Le temblaban las piernas, no sabía que podía encontrar en casa de su amigo
Maisha. Antes de entrar advirtió su presencia con un silbido familiar, pero
nadie respondió. La puerta estaba encajada y gritó su nombre.
-Nala, ¿eres tú? – una de
las hermanas contestó desde el fondo de la habitación. Su voz entrecortada y
convulsa le produjo escalofríos.
No le dio tiempo a
responder, los cuerpos de los padres de sus amigos yacían inertes en un rincón
de la estancia principal salpicados de sangre por todas partes. El espeluznante
escenario olía a no sabía qué, a mezcla repulsiva que le incitaba a vómito y no
pudo evitarlo, regurgitó hasta el último grano de arroz que había en su
estómago. Sollozos, abrazos, lágrimas; demasiada injusticia para tan veniales
pecadores.
Desde ese trance
aterrador un único pensamiento comenzó a martillear la cabeza del joven Nala.
Huir, escapar, desaparecer; prefería zambullirse en la incertidumbre a seguir
viviendo en el infierno. Por otro lado, abandonarlo todo suponía, bueno; solo
el que ha vivido la horrible experiencia puede entenderlo. Familia, ganado,
tierras, todo a cambio de una remota posibilidad de éxito. Tampoco las noticias
que llegaban del territorio tuareg eran alentadoras, la ruta transahariana se
había convertido en la más peligrosa de todas.
La mañana del dos de mayo
de 2014 abandonó definitivamente Gao. Sus padres le proporcionaron la ingente
cantidad de 652 dólares, todos los ahorros familiares, suficiente según el
chófer para llegar hasta Marruecos y cruzar el estrecho. Cuando aquel vetusto
todoterreno enfiló dirección norte le costó no llorar. Aguantó el resuello
hasta que perdió de vista su pueblo. A partir de ese instante quedaría a merced
del dios Seth, protector de las caravanas que cruzan el desierto, o quizás en
manos del caprichoso destino, quién sabe; en cualquier caso ya no había marcha
atrás.
Recrearme en los
pormenores de tan largo viaje sería caer en la tentación, que cada cual
imagine, introduzca en un gran saco todos los ingredientes y saque sus propias
conclusiones. Metralletas, fronteras, esclavos, violaciones, asaltos, hambre;
no se podía pedir más en tan poco tiempo. Solo la esperanza permanecía intacta.
Contra todo pronóstico Nala hizo alarde de una valentía que ni él mismo creía
tener y de alguna manera hizo posible que aquel reducido grupo de almas
consiguiera llegar íntegro y de su mano a los confines de África. Un milagro.
Algo parecido a sortear un descomunal campo de minas y no sufrir daño alguno.
Antes del éxodo definitivo
quiso nombrar a todos y a cada uno de ellos: “Sharik, Niara, Alika, Menelik,
Sade, Moroni, Shany, Essien, Kikey, Zunduri, Tanisha, Zareb, Kiah. ¡No temáis!

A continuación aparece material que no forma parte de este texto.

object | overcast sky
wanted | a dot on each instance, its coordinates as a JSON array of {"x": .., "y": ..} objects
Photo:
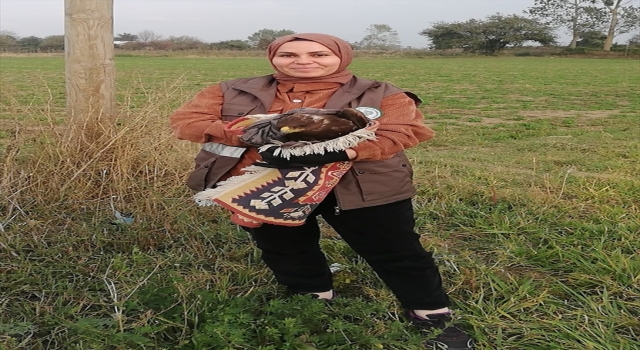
[{"x": 217, "y": 20}]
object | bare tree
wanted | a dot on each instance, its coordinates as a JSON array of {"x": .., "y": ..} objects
[
  {"x": 149, "y": 36},
  {"x": 577, "y": 16},
  {"x": 380, "y": 37},
  {"x": 624, "y": 17}
]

¡Hoy es el día señalado! ¡Nos vamos!”.
A la deriva, sin rumbo, a
veinte millas de Fuerteventura les avistó aquel viejo barco de pescadores.
¡Manta y agua para esos héroes! – ordenó el capitán. Calados hasta los huesos,
conmocionados y trémulos los encontraron. La hazaña se había completado.
Pero aún quedaba la mayor
de las sorpresas. Al poco de tomar tierra advirtieron que faltaba alguien en el
grupo; el corazón se les iba a salir por la boca. Ni rastro de Nala. El océano
había ejecutado el trueque.
Hoy existe una
inscripción en el centro de refugiados realizadas por sus compañeros de viaje.
Dice así:
A Nala se lo tragó el
mar. Una vida a cambio de trece. Las corrientes lo arrastraron hacia un lugar
seguro, fuera de límites y fronteras, donde sueña a cambio de ninguna moneda y
su color oscuro es bienvenido.
¡Qué ningún vertido
tóxico te contamine, Nala!
¡Nala, si el Níger es río
de ríos, tú eres héroe entre héroes, Nala!
A todas las sombras de África, almas
rutilantes que atraviesan el desierto en busca de un futuro mejor.